Retro Whodunit 'Knives Out' Is as Hilarious as It Is Clever

Directed by Rian Johnson

Starring Daniel Craig, Ana de Armas, Jamie Lee Curtis, Chris Evans, Toni Collette, LaKeith Stanfield, Christopher Plummer, Don Johnson

BY Alex HudsonPublished Nov 27, 2019

A murder disguised as a suicide, a pool of suspects with plenty to gain from the victim's death, and a charismatic detective who is as clever as he is quirky. Knives Out is a classic whodunnit in the mould of Agatha Christie, but with a self-aware sense of snark that injects hilarious new energy into the outmoded genre.
In a meta nod to the form, the film's victim is a murder mystery novelist living in a remote gothic manor — a bit like the Clue board brought to life, as one character points out. Harlan Thrombrey (Christopher Plummer) is found dead on his 85th birthday with his throat slit in an apparent suicide.
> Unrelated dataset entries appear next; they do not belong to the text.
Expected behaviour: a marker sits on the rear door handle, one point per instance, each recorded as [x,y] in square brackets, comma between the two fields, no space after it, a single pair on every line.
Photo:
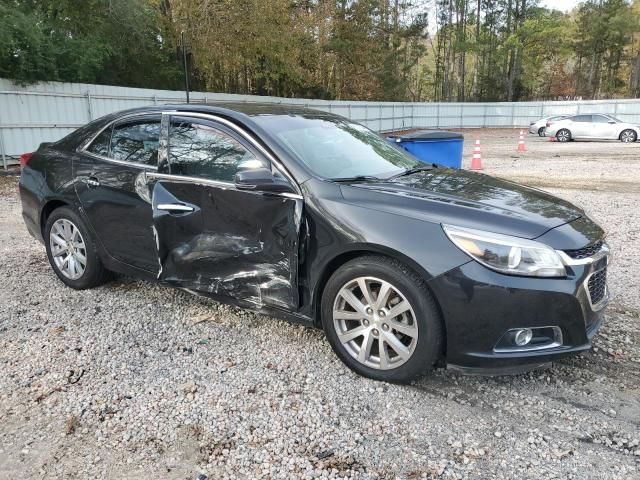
[93,182]
[175,207]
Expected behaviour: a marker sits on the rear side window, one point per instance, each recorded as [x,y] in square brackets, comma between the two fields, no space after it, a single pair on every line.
[136,142]
[201,150]
[600,119]
[100,146]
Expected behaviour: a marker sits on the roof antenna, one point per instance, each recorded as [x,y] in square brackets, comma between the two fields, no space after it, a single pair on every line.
[186,68]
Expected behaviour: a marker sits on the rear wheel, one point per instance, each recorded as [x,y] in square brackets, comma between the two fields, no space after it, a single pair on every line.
[381,320]
[563,135]
[71,250]
[628,136]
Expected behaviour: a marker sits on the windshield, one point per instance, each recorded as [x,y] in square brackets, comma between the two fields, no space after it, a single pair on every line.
[336,148]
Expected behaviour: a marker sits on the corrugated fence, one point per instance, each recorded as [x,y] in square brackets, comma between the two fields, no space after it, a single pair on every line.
[48,111]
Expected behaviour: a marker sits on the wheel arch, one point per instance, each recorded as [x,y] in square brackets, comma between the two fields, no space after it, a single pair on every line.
[637,132]
[47,209]
[361,250]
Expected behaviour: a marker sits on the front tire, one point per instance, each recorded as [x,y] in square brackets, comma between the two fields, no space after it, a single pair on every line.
[71,251]
[628,136]
[381,320]
[563,135]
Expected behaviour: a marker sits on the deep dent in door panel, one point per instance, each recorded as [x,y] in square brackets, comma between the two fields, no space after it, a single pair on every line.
[256,270]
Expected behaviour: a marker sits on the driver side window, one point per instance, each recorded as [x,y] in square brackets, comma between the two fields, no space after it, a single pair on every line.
[198,149]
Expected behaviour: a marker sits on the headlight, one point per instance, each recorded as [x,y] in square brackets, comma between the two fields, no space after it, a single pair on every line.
[506,254]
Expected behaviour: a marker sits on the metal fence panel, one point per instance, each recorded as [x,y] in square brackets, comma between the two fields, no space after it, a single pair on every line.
[48,111]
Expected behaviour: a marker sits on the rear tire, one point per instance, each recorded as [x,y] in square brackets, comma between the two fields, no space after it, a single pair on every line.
[394,338]
[628,136]
[71,251]
[563,135]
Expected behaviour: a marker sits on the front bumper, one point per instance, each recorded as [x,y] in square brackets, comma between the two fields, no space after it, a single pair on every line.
[480,305]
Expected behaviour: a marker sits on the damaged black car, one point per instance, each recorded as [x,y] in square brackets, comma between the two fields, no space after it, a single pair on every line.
[314,218]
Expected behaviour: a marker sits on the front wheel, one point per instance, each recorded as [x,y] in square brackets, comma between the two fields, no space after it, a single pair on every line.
[563,135]
[628,136]
[381,320]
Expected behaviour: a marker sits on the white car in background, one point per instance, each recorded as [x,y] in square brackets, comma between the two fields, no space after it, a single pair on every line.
[539,125]
[597,126]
His dysfunctional brood of kids and grandkids are all possible suspects, including the domineering Linda (Jamie Lee Curtis), elitist black sheep Ransom (Chris Evans), and wellness guru daughter-in-law Joni (Toni Collette, with wonderfully exaggerated vocal fry).
Detective Elliot (LaKeith Stanfield) is ready to declare the death a suicide, but investigator detective Benoit Blanc (Daniel Craig) swoops in with a Southern accent and a theory that something fishy is going on. He quickly aligns himself with Harlan's well-meaning South American nurse Ana de Armas — who he deems trustworthy, thanks to her icky habit of spewing chunks any time she tells a lie.
The star-studded ensemble cast all deliver lively, laugh-out-loud performances, but it's the wickedly clever script by Rian Johnson (who also directed) that's the true standout here. The complex crime comes together like a masterful puzzle, and Johnson cheekily subverts the retro whodunnit aesthetic with timely punch lines about JUUL-ing and alt-right online trolls. Modern issues about immigration and American racism factor heavily in the Thrombrey family's insufferable snobbery.
Knives Out has its tongue planted firmly in cheek, but with funny gags tied together by believable twists, the film is the best of both worlds: it's both a witty spoof of murder mysteries and an outstanding embodiment of the genre.